On his transfer, Taulia again experienced an unusual transition as he tried to build chemistry with his teammates amid the coronavirus pandemic and an unprecedented season of hiatus.
Almost every day in the summer, Taulia texted his broad audience in the hope of being able to exercise. They found empty spaces to practice different routes and match reps - so much so that Locksley had to remind them that some facilities were still banned. The group still does the same thing after each workout.
Whether or not the terps trained, teammates said Taulia will arrive at the team facility around 6:30 a.m. to study movie and meet with coaches. Often he doesn't leave until midnight. The shift from center to quarterback helped him establish a certain kind of toughness and work ethic that hasn't stopped.

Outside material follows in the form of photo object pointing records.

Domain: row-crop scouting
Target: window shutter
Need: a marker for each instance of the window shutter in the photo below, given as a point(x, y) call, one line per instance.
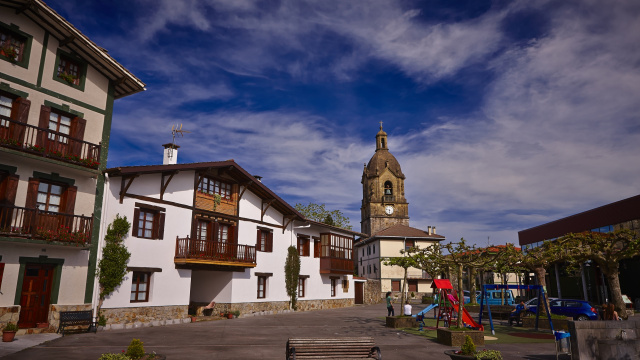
point(9, 196)
point(160, 227)
point(70, 199)
point(43, 124)
point(32, 193)
point(19, 113)
point(136, 220)
point(77, 132)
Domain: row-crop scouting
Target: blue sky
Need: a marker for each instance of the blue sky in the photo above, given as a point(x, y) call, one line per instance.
point(503, 114)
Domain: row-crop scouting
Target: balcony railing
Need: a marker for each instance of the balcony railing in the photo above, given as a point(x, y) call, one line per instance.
point(332, 265)
point(48, 143)
point(45, 225)
point(214, 252)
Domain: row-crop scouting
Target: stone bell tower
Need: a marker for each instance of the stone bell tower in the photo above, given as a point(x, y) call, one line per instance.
point(383, 201)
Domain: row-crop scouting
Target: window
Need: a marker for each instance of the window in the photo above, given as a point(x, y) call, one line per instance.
point(413, 285)
point(140, 286)
point(49, 197)
point(388, 189)
point(69, 70)
point(60, 127)
point(12, 45)
point(265, 240)
point(301, 282)
point(262, 287)
point(395, 285)
point(316, 247)
point(211, 186)
point(303, 245)
point(149, 222)
point(408, 244)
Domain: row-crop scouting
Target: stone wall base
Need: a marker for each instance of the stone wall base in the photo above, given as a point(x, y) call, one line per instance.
point(131, 318)
point(267, 308)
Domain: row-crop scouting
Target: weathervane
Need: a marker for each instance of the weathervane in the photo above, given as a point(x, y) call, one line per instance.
point(175, 130)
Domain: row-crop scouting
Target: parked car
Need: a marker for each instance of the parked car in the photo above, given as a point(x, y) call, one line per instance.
point(577, 309)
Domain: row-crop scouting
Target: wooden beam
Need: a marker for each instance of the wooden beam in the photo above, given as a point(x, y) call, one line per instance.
point(285, 222)
point(163, 184)
point(264, 210)
point(66, 41)
point(246, 186)
point(123, 187)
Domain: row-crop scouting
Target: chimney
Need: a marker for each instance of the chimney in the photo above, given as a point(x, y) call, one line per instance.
point(170, 156)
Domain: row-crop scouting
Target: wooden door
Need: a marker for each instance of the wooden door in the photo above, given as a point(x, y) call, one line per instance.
point(359, 292)
point(36, 294)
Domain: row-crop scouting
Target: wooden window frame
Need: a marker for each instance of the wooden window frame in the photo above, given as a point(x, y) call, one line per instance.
point(82, 65)
point(137, 284)
point(262, 280)
point(264, 241)
point(317, 246)
point(303, 245)
point(157, 226)
point(301, 287)
point(25, 47)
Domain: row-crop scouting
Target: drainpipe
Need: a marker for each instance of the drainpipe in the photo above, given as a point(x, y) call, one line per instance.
point(105, 208)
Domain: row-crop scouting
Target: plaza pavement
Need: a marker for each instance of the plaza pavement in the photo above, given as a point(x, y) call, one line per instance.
point(259, 337)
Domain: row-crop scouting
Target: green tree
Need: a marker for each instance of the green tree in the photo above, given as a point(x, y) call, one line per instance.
point(318, 213)
point(606, 250)
point(291, 275)
point(112, 267)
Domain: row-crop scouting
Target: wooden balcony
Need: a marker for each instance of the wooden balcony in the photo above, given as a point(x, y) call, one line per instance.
point(332, 265)
point(49, 226)
point(213, 255)
point(48, 143)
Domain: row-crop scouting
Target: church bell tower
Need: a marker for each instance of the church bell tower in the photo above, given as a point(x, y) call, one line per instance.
point(383, 201)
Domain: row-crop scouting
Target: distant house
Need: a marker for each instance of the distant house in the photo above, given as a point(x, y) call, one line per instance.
point(57, 92)
point(186, 251)
point(385, 219)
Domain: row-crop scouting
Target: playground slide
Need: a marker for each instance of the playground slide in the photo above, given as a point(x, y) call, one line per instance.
point(467, 319)
point(427, 309)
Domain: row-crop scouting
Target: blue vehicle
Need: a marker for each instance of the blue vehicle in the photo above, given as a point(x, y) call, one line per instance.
point(577, 309)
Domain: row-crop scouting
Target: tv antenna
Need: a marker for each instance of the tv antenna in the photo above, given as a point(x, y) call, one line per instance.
point(175, 130)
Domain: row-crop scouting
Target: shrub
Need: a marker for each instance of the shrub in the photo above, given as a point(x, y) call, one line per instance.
point(468, 348)
point(135, 350)
point(110, 356)
point(10, 327)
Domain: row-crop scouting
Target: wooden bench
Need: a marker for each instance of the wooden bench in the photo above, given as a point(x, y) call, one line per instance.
point(77, 318)
point(332, 348)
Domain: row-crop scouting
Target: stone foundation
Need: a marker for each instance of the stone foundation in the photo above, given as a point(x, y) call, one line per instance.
point(127, 318)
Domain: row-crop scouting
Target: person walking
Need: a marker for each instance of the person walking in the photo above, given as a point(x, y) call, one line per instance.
point(390, 311)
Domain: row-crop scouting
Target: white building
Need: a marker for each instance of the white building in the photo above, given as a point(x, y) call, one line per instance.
point(185, 250)
point(57, 93)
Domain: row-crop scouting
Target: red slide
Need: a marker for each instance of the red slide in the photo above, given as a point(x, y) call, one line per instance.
point(466, 317)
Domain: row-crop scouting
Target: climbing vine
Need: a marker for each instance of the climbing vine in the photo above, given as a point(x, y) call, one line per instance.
point(291, 274)
point(112, 268)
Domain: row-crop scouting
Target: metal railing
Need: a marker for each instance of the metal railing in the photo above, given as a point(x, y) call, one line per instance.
point(45, 225)
point(187, 248)
point(48, 143)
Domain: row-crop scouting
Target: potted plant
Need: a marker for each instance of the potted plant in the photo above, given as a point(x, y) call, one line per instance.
point(9, 332)
point(10, 52)
point(468, 352)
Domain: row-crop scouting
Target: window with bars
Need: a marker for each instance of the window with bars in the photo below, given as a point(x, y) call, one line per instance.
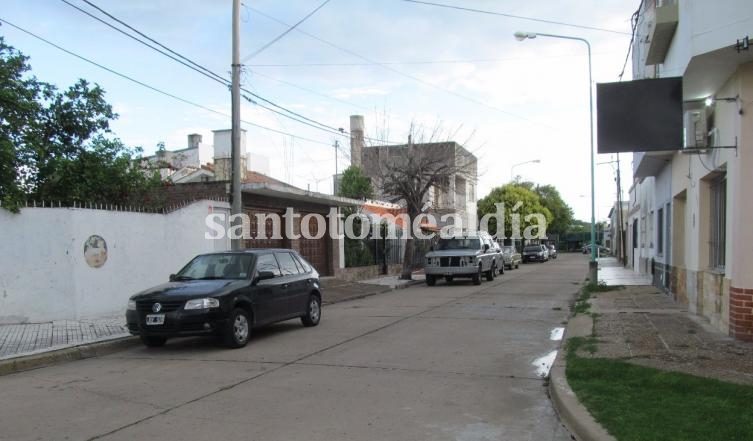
point(660, 232)
point(718, 234)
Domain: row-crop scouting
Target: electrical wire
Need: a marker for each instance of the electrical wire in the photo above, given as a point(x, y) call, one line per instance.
point(154, 89)
point(403, 74)
point(287, 31)
point(190, 64)
point(205, 71)
point(634, 24)
point(480, 11)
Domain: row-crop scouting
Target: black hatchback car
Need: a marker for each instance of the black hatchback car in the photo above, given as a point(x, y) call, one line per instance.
point(228, 294)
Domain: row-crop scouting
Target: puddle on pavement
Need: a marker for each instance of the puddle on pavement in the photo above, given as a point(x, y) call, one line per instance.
point(557, 334)
point(543, 364)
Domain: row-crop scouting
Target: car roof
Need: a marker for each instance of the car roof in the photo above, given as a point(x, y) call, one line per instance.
point(252, 251)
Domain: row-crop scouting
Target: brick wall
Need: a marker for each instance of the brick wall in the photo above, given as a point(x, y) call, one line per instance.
point(741, 313)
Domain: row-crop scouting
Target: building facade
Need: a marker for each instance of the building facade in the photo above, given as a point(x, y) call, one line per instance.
point(690, 208)
point(458, 198)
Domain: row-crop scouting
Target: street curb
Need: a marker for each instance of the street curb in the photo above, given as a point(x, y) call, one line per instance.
point(385, 290)
point(80, 352)
point(571, 412)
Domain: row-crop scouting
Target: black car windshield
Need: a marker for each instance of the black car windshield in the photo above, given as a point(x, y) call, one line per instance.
point(458, 244)
point(216, 266)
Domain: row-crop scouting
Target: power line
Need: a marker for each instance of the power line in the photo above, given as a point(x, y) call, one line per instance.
point(199, 66)
point(140, 83)
point(539, 20)
point(287, 31)
point(634, 24)
point(403, 74)
point(201, 69)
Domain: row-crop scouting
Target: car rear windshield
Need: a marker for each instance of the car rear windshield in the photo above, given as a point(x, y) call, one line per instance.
point(216, 266)
point(458, 244)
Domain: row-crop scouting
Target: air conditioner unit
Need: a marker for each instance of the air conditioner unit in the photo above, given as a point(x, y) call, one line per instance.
point(696, 129)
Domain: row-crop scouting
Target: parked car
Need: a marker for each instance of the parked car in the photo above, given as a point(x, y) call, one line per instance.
point(535, 253)
point(228, 294)
point(463, 256)
point(552, 252)
point(600, 250)
point(511, 256)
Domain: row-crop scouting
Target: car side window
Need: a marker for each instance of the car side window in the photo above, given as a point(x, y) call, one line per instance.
point(305, 265)
point(287, 264)
point(267, 262)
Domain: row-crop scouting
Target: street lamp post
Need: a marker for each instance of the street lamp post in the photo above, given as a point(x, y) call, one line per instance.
point(512, 175)
point(592, 265)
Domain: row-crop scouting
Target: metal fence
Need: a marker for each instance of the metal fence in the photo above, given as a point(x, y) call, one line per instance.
point(383, 252)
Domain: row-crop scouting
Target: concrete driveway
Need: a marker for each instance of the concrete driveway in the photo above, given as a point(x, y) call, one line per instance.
point(451, 362)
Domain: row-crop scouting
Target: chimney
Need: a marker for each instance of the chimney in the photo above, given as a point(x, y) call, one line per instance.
point(356, 140)
point(194, 139)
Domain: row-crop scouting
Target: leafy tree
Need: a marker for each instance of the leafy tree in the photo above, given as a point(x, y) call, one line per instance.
point(516, 199)
point(52, 144)
point(562, 214)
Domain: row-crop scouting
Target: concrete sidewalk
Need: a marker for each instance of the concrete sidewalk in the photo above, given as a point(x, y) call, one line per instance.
point(18, 341)
point(642, 325)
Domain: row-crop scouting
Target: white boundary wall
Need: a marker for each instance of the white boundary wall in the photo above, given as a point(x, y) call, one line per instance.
point(44, 275)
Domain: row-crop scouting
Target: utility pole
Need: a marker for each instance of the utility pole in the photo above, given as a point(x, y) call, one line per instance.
point(337, 146)
point(235, 243)
point(619, 204)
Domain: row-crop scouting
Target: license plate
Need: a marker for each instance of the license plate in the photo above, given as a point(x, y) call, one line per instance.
point(155, 319)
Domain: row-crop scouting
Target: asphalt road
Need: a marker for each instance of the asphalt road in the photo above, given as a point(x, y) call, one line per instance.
point(452, 362)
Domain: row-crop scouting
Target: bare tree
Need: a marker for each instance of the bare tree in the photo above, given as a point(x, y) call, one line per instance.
point(407, 173)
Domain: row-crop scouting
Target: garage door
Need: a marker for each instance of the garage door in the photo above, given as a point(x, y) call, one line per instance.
point(269, 230)
point(316, 251)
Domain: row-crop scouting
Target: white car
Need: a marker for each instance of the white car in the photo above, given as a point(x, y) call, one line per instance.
point(470, 256)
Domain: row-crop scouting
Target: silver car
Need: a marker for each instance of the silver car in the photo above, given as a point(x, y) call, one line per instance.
point(470, 256)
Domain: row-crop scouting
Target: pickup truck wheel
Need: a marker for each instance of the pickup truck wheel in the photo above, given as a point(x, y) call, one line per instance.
point(477, 277)
point(431, 280)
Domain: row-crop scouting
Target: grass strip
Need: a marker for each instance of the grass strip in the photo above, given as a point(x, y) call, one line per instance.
point(636, 403)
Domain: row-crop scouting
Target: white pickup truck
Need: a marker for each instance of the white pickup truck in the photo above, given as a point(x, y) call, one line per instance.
point(462, 256)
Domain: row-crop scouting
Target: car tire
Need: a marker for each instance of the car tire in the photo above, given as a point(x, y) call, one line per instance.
point(313, 312)
point(477, 277)
point(152, 341)
point(238, 329)
point(431, 280)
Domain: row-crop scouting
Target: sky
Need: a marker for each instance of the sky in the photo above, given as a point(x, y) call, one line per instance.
point(397, 63)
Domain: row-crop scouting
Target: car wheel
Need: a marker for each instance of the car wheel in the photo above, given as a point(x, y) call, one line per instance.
point(238, 329)
point(477, 276)
point(152, 341)
point(313, 312)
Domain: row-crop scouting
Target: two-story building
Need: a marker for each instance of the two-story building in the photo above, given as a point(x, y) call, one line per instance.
point(690, 208)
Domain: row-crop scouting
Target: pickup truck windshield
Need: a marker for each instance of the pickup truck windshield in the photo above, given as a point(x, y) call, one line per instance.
point(458, 244)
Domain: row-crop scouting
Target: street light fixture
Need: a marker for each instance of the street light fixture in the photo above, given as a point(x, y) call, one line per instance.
point(520, 36)
point(512, 175)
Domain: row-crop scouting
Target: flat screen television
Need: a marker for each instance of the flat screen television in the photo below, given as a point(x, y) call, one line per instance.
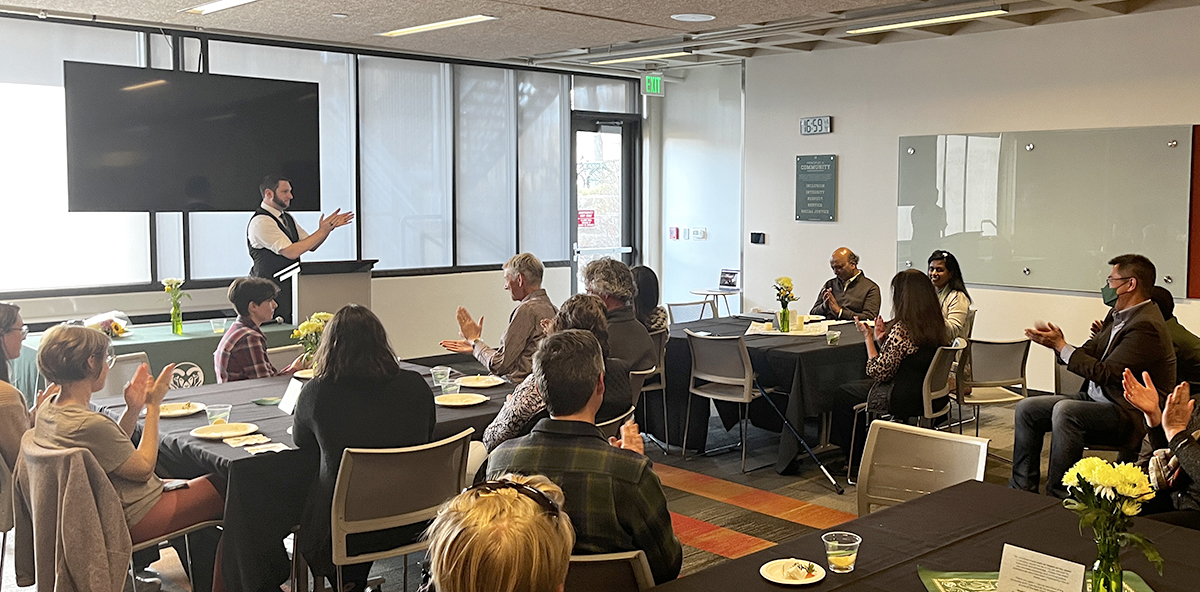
point(142, 139)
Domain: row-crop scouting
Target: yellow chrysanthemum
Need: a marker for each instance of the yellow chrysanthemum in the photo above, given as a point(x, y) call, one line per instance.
point(1083, 470)
point(1134, 482)
point(1131, 508)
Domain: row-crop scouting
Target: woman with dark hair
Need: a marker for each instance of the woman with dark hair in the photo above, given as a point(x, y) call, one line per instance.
point(899, 353)
point(358, 398)
point(646, 304)
point(581, 311)
point(952, 292)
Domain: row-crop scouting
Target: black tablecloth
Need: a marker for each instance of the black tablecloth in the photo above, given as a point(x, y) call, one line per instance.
point(265, 494)
point(803, 366)
point(961, 528)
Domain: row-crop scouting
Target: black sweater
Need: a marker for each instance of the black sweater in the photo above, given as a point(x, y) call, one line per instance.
point(354, 413)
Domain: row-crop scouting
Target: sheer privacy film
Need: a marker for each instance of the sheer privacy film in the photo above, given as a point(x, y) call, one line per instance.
point(544, 161)
point(603, 94)
point(1048, 209)
point(406, 130)
point(59, 249)
point(217, 246)
point(485, 165)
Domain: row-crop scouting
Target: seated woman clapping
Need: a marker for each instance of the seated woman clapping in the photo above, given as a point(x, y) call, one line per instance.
point(1175, 461)
point(899, 353)
point(77, 360)
point(581, 311)
point(505, 536)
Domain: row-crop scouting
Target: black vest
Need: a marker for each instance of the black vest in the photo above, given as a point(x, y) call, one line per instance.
point(267, 262)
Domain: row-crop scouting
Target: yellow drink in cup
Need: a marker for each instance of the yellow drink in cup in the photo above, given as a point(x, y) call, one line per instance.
point(841, 550)
point(843, 563)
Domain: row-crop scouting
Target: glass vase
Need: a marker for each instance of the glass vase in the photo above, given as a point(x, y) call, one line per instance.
point(1107, 570)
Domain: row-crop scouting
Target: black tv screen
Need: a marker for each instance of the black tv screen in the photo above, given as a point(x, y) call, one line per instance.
point(142, 139)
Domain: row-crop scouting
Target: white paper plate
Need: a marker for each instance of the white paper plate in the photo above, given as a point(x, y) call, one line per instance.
point(460, 400)
point(179, 408)
point(480, 382)
point(773, 570)
point(221, 431)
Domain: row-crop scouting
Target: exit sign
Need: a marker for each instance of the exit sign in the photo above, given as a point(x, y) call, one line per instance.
point(652, 84)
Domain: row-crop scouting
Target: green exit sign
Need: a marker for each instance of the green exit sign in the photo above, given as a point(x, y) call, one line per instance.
point(652, 84)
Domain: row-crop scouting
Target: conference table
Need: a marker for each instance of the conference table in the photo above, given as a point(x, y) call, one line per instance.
point(162, 346)
point(265, 492)
point(960, 528)
point(803, 370)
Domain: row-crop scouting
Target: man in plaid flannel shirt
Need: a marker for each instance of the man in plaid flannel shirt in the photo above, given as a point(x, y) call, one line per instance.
point(241, 353)
point(613, 496)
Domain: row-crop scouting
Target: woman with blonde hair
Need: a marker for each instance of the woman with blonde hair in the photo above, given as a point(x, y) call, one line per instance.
point(78, 359)
point(508, 534)
point(581, 311)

"[He] is one of those who treat quarterback playing as a profession," Locksley said. "He's right, along with some of the other great ones that I've had the chance to be with in his approach to the game."
Taulia struggled intermittently in the shortened season, throwing three interceptions on his debut against Northwestern and another trio against Indiana, with most offensive starters being canceled due to COVID-19 protocols. He attributed most of these mistakes to trying too hard to play big games instead of taking what the defense gave him.
However, in the team's two wins (they only played five games, one of which was inactive) against Minnesota and Penn State, Taulia showed signs of how special he was as a player.
In the two wins, he completed 72.1% of his passes for 676 yards and six touchdowns and 72 yards and two touchdowns on the run - one of which secured an overtime win over the Golden Gophers.
After those wins, Taulia bought all of his offensive linemen dunkin donuts as a thank you. "I have to treat her," he said. After all, he knows the grind that comes with playing in the trenches from personal experience.
"I never thought [Taulia] would be what [Taulia] is now," Galu said. "The work he has done has shown that he wanted to go further."